9 Kislev 5783

https://youtu.be/qVP4W2qOnys

What does Jacob’s Ladder Symbolize?

The beauty that I find in our community, Kehilat She’ar Yashuv and that our rabbi always brought to our attention is that we are not a religious group that censors outside ideas and that although we have unity, we are not stuck in uniformity in how we see the Torah. This week, Sr. Alvarado has found an article on Vayetze from a website in Argentina called  https://www.tora.org.ar/vaietze-3/  that moved him.  There are parts that were hard for me to translate properly into English, and I am not sure that I did it justice.  However, Sr. Alvarado has assured me that during our group discussion after our service, he is prepared to answer any questions we may have to clarify his message.  We are so grateful to have a body of teachers who can present how to live the Torah in such variety of ways.

He begins his message with the first verses of Genesis 28: 10 – 11. “Yaakov left Beersheba and went towards Haran. He found himself in the place and spent the night there, since the sun had set. He took some of the stones from the place and arranged them behind his head and lay down in that place. And he dreamed that there was a ladder resting on the earth and its end reached the heavens and the angels of the LORD ascended and descended on it ».

There are many interpretations for this Torah portion. One of them is that the place where Jacob stopped to rest is believed to be Mount Moriah, where the Temple in Jerusalem was built. Thus, the Ladder would symbolize the “bridge” between Heaven and Earth, established through the covenant that God made with the Jewish people, and fortified by the prayers and sacrifices made at the Temple. In addition, the ladder would represent the Torah, as a new link between heaven and earth. The Hebrew term for “ladder”, sulam – סלם – and that of Mount Sinai – סיני – where the Torah was given, have, in Gematria, the same numerical value of their letters.

Yaakov was escaping his past, from his lies, from his deceit, from being the person who didn’t like himself. There he dreams, there he finds that things can be different. He finds God in his life, and he realizes that the place where we find ourselves is at the house of God, it is “Hamakom”, the place for us to seek His presence. A ladder that unites heaven with earth, the spiritual with the earthly, teaches us that the physical is not the only reality and that only by adding the spiritual dimension, can one manage to connect with the purest reality of oneself. The Angels represent the Tefilla, that same search for spirituality in our lives, to fill them, to complete them, to make them more meaningful.

The geography of the Torah is also spiritual. The movements of Torah personalities indicate the movements of the Neshama (the soul) in its process of creating harmony with the Creator. The land of Canaan implies the material, emotional, mental, and spiritual space where the neshama has all the potential of achieving its objective. The movements of the patriarchs represent the challenges that the neshama must face in its spiritual journey.

And in the middle, the stone; the stone represents life’s difficulties, our stubbornness, our pride that do not allow us to open ourselves to the Divine.
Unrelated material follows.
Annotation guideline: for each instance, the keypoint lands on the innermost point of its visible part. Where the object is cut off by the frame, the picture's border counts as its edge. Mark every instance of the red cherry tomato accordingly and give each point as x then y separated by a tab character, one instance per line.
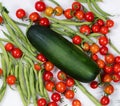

We think that if it isn’t physical and we don’t see it, it doesn’t exist; that there is shame in thinking or showing that we are sensitive or don’t believe that we can connect with our spirituality, that it is an unnecessary stone! Quite the contrary, how necessary it is to know that these stones do exist.

The stones reveal the passive, the mineral kingdom that does not have its own movement and therefore depends upon an external will to move. On the other hand, the human mind indicates the greatest potential of creation. Yaakov knew that he was leaving the land of Canaan with one objective: to reveal the wisdom that harmonizes all of reality, both to passive individuals who depend on the will of others to make decisions and to the most brilliant of minds. How do we harmonize a creation that encompasses individuals with such different characteristics? Yaakov understood that the intellectual and/or form difference is only an external aspect. The true essence of the soul is the desire to achieve infinite harmony, before which each human being forms a unique, sacred aspect and therefore is essential to complete the great universal puzzle.

“…and behold a ladder with its feet fixed on the earth, and its top reaching up to heaven; and behold, God’s angels are ascending and descending on it” (28:12) Man is like that ladder. Man’s feet are “fixed on the ground” in the physical world out of necessity. He has the obligation to take care of his material existence. However, if whatever he does is out of love for Heaven, then “his head reaches heaven.” Our actions in this world directly influence the way in which the spiritual realm interacts with creation. We can tip the balance towards the positive or the negative: “angels of God ascend and descend” Even the angels depend on the ladder that man creates through his actions in this world. Man is the dominant force and focus of all creation. He even has the power to lower the angels or elevate them.

May the Creator give us the wisdom and the desire to connect Earth to Heaven through our prayers and our actions in order to fulfill the purpose for which our souls travel through this world and our life.